Smith está disposto a refutar a “economia mista”, as ideias anti livre comércio que enfrentaram a economia dominante desde a Grande Recessão de 2008, as quais dizem justamente que o neoliberalismo e o livre mercado afetam negativamente o padrão de vida das pessoas. Em seu lugar, seria necessário una pequena dose de protecionismo comercial (segundo Dani Rodrik), intervenção estatal e regulação (James Kwak) para ajudar o capitalismo a funcionar melhor.
Smith defende outra coisa. Para ele, o neoliberalismo funciona melhor, e cita, pasmem, o fenômeno do crescimento da China como principal exemplo! Na China, “a mudança de uma economia dirigida e controlada rigidamente a uma que combina enfoques estatais e de mercado – e a liberalização do comércio – foi sem dúvida uma reforma neoliberal. Apesar de que as reformas de Deng Xiaoping se realizaram sem intervenção externa e aplicando o sentido comum, convidaram até mesmo o famoso economista neoliberal Milton Friedman como conselheiro”.
A continuação, ele inclui a Índia em seu argumento: “uma década depois de a China iniciar seu experimento, a Índia fez o mesmo. Em 1991, depois de uma forte recessão, o primeiro-ministro Narasimha Rao e o ministro da Fazenda Manmohan Singh desarmaram um burocrático sistema de concessão de licenças comerciais, tirando vários obstáculos do caminho dos investimentos estrangeiros, acabando com muitos monopólios autorizados pelo Estado, baixando as taxas, além de outras medidas neoliberais”.
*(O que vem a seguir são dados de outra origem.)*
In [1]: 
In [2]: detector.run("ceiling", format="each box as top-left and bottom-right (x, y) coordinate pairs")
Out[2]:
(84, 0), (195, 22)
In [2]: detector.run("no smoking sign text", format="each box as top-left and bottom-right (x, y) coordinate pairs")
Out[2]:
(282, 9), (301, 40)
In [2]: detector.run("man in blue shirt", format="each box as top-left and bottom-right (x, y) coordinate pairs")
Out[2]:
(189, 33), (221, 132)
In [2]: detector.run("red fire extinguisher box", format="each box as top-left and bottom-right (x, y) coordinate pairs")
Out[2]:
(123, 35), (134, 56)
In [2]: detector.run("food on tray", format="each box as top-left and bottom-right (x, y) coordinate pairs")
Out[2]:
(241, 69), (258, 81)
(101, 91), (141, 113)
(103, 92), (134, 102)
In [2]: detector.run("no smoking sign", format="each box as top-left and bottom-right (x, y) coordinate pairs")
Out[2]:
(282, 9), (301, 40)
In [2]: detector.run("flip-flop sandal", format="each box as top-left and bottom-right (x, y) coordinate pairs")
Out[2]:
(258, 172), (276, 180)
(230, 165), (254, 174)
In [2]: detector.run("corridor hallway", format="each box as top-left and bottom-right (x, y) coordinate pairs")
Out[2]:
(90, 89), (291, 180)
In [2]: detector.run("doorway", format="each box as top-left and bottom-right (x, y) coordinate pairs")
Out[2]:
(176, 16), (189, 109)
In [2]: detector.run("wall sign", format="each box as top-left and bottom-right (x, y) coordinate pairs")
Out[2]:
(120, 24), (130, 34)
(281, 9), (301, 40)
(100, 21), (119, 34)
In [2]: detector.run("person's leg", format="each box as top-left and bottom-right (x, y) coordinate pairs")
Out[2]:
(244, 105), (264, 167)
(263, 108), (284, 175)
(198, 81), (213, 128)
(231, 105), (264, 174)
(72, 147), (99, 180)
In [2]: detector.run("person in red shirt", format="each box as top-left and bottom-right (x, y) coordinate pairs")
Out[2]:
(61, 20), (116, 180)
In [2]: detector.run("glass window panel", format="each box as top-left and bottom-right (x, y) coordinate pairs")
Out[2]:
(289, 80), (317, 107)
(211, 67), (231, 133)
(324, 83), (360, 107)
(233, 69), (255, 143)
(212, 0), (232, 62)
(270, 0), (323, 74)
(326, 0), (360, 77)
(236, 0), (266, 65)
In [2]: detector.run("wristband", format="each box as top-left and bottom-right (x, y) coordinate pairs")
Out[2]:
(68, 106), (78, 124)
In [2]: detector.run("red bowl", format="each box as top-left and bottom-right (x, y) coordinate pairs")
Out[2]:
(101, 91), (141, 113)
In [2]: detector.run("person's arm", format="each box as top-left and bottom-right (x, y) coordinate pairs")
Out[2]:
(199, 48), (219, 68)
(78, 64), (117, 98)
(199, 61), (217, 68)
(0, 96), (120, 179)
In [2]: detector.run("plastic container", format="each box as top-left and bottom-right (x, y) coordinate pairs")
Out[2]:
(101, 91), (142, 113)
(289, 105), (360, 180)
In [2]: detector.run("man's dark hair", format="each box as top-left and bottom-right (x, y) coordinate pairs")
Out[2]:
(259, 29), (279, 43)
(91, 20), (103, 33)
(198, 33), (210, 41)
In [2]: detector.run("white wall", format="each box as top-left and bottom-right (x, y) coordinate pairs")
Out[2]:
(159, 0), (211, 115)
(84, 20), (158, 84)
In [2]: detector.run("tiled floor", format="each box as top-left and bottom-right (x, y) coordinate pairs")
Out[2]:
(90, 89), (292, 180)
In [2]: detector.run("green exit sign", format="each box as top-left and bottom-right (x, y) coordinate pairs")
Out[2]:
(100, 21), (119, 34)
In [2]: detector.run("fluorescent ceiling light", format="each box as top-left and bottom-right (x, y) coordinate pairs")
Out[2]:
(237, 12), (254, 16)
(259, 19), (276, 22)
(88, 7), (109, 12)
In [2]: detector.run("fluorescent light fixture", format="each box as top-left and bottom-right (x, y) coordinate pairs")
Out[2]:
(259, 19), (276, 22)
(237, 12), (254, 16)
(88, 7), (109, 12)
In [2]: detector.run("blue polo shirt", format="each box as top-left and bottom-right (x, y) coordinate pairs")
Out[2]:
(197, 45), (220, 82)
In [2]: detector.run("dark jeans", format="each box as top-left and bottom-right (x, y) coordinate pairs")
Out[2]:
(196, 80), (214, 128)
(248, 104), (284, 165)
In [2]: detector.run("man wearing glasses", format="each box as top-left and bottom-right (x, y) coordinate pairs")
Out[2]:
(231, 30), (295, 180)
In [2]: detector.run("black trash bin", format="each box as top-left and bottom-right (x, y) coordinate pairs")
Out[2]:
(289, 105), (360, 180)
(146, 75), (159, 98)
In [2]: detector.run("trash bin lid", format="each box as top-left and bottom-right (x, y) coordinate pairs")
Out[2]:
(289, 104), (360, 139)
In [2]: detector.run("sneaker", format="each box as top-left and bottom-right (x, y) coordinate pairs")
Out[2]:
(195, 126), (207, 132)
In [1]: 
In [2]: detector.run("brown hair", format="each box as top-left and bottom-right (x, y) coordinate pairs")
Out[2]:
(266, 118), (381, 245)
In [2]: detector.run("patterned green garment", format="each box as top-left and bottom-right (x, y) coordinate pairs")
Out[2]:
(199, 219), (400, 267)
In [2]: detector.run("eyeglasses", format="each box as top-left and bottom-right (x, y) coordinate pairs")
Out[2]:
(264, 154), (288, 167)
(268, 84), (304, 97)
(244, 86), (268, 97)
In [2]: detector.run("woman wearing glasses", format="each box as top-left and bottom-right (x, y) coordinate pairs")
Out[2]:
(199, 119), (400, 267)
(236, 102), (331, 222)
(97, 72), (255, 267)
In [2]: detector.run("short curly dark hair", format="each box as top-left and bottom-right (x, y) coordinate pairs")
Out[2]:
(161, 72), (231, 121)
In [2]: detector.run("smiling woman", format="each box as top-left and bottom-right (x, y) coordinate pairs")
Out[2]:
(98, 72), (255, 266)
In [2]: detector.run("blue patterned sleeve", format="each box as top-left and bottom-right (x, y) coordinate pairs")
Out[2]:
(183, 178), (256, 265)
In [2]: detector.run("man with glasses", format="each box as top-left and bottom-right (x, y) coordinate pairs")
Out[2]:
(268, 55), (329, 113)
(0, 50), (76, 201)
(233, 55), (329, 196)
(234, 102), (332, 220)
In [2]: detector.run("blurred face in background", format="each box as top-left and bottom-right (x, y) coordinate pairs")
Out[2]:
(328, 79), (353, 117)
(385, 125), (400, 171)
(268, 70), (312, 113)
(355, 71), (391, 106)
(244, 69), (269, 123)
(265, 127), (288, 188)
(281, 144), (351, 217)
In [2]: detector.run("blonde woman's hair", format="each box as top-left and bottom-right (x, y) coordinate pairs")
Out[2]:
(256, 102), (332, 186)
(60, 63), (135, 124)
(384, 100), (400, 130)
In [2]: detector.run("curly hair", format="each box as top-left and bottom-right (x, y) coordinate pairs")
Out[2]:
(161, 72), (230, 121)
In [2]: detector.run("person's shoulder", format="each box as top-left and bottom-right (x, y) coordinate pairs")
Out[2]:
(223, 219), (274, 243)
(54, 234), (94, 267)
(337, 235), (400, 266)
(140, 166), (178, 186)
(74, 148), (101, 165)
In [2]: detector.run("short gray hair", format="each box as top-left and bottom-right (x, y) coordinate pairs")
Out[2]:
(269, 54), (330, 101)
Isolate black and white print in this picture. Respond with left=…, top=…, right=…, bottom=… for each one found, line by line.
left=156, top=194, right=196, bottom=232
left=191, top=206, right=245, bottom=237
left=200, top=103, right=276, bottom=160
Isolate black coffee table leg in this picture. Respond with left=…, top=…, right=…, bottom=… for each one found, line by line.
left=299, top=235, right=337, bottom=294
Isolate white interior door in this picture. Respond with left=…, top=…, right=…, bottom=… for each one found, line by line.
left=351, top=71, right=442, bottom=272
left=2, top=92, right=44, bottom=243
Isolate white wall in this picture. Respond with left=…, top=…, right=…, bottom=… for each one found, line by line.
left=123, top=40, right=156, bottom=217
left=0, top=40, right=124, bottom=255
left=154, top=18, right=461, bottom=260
Será possível? A economia da China mostrada como um exemplo de êxito neoliberal? Em várias notas, eu defendi que a China não é uma economia de livre mercado, e que, por mais diferentes que sejam os pontos de vista, não deveria sequer ser descrita como capitalista. É uma economia dirigida pelo Estado, o qual controla os investimentos e a produção estatal, sendo prioritário o crescimento e não os benefícios. Os dados do FMI sobre o tamanho dos investimento e da propriedade pública situam a China numa patamar diferente em comparação com qualquer outra economia no mundo.
Com respeito à Índia, o setor estatal também continua sendo forte nesse país, algo que molesta continuamente o Banco Mundial e os economistas neoliberais. As medidas políticas dos Anos 90 não servem de explicação para o crescimento econômico da Índia. Durante aquela década, o crescimento da produtividade em todas as principais economias emergentes foi real, mas depois voltou a cair durante a Grande Recessão de 2008. A globalização e o capital estrangeiro foram os impulsores desses episódios em todo o mundo.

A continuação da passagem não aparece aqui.